The Australian authorities have warned that the wine industry’s existence is under threat, following an unprecedented plague of supermarket buyers.
Alien invasion – with laptops
Some cellars in the Riverland and South-East Australia have been inundated, with huge swarms of rapacious MWs brandishing laptops.
‘They can empty your tanks in minutes,’ said one winery owner, ‘and barely leave you enough money to buy a new pair of Blundstones.’
Industry insiders are describing the plague as being the worst thing for the Australian wine industry since former premier Scott Morrison accidentally copied Xi Jinping into an email calling him a bean-shoot bothering genocidal maniac.
Unprecedented
‘We’d expect small numbers of buyers every year and we’re well able to cope with them,’ said Murray River of the Australian Booze Confederation (ABC). ‘But this invasion is unprecedented.
‘They’re everywhere you look, swarming round your unsold wine, nibbling away at your margins and clogging up your email inbox.’
Lee Majors of Dingo’s Dongle winery described the whining noise as ‘deafening’ and said this year’s buyers were ‘the densest I’ve ever seen – which is really saying something.’
No solution…
According to wine pest expert Dr Mi Li Bugg, buyers are attracted by the scent of overproduction, and once they get a whiff of distressed pricing they can be incredibly hard to dislodge.

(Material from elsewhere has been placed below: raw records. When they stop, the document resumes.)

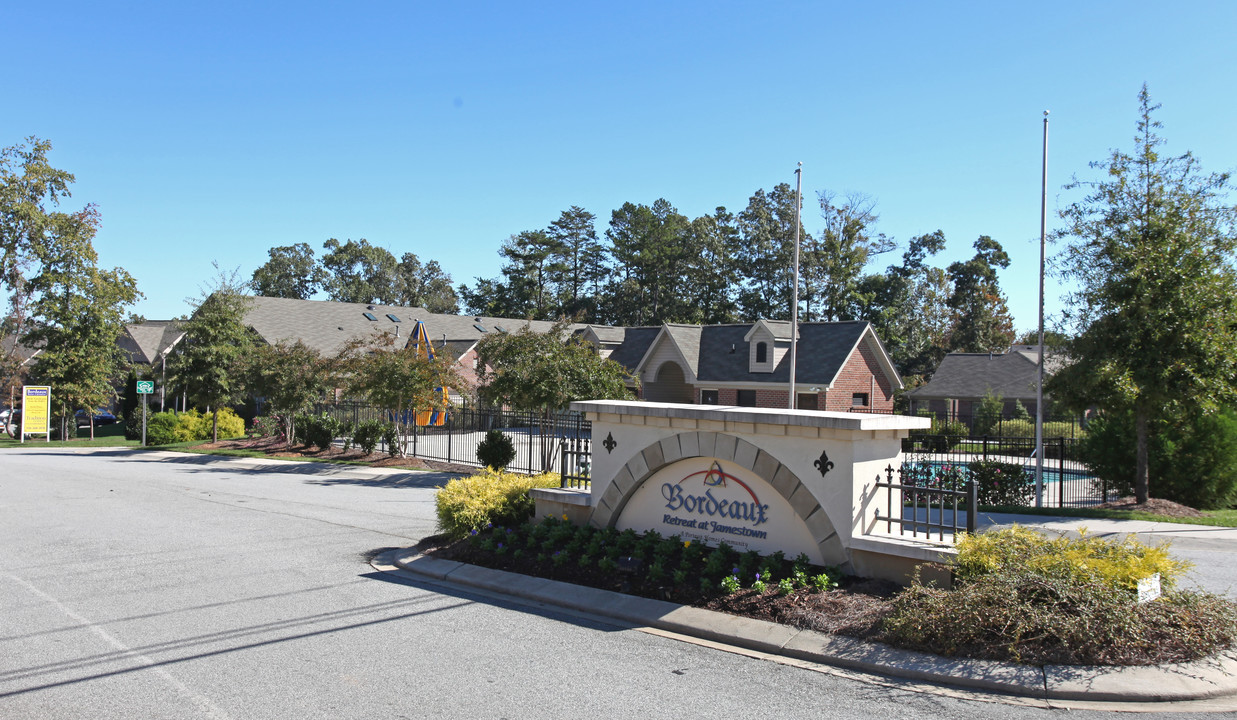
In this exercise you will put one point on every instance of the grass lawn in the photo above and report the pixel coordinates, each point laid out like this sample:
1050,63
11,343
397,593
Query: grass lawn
1212,517
104,437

‘In the old days people used to spray them with invective,’ she told Fake Booze. ‘But nowadays growers prefer to repel them with a more eco-friendly solution, such as failing to provide hot air balloon trips over the vineyards or planting Airen.’
But while these lower-intervention measures can repel buyers in normal circumstances, they are not effective in really difficult years.

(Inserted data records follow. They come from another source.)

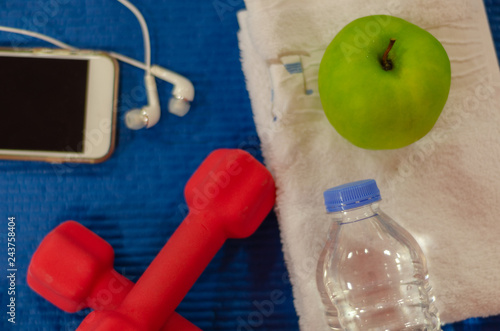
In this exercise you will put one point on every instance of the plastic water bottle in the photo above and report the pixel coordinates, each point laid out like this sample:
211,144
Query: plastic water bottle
372,274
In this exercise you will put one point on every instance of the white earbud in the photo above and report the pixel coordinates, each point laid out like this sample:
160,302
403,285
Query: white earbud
179,104
182,93
149,115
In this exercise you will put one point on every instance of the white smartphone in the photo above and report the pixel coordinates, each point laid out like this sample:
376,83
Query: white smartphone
57,105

‘Buyers are incredibly resilient,’ said Dr Bugg. ‘If they think they can pick up a million litres of unsold Shiraz for a song you’d need to chop off their legs, burn their passport and threaten their family to keep them away.

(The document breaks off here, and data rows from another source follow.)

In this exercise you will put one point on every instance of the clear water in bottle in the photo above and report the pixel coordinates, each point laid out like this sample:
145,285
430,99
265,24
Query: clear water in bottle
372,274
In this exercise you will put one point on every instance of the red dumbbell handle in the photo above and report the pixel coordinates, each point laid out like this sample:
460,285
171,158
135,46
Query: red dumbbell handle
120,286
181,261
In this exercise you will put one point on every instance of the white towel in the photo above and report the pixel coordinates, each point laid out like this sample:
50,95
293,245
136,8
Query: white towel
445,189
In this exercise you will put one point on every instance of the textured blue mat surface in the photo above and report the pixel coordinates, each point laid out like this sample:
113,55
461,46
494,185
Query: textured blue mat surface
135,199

‘And even then Tesco and Lidl would probably still get through.’
… Or is there?
Despite advances in science, few countries have managed to eradicate buyers entirely.
Though observers are optimistic about a new experimental technique coming out of Georgia.
‘It’s early days,’ said Dr Bugg. ‘But it looks like a twin-pronged attack, where your good wines are suicidally expensive and your cheap wines are so bad that even the Dutch won’t drink them really works.’
Phylloxera II
Wine historian Troost Ori has warned that if the plague of buyers is not dealt with the consequences could be dire, even going so far as to call it ‘a second phylloxera’.
‘With its thick skin, spindly legs and voracious appetite these tenacious little critters all but destroyed the European wine industry,’ he said.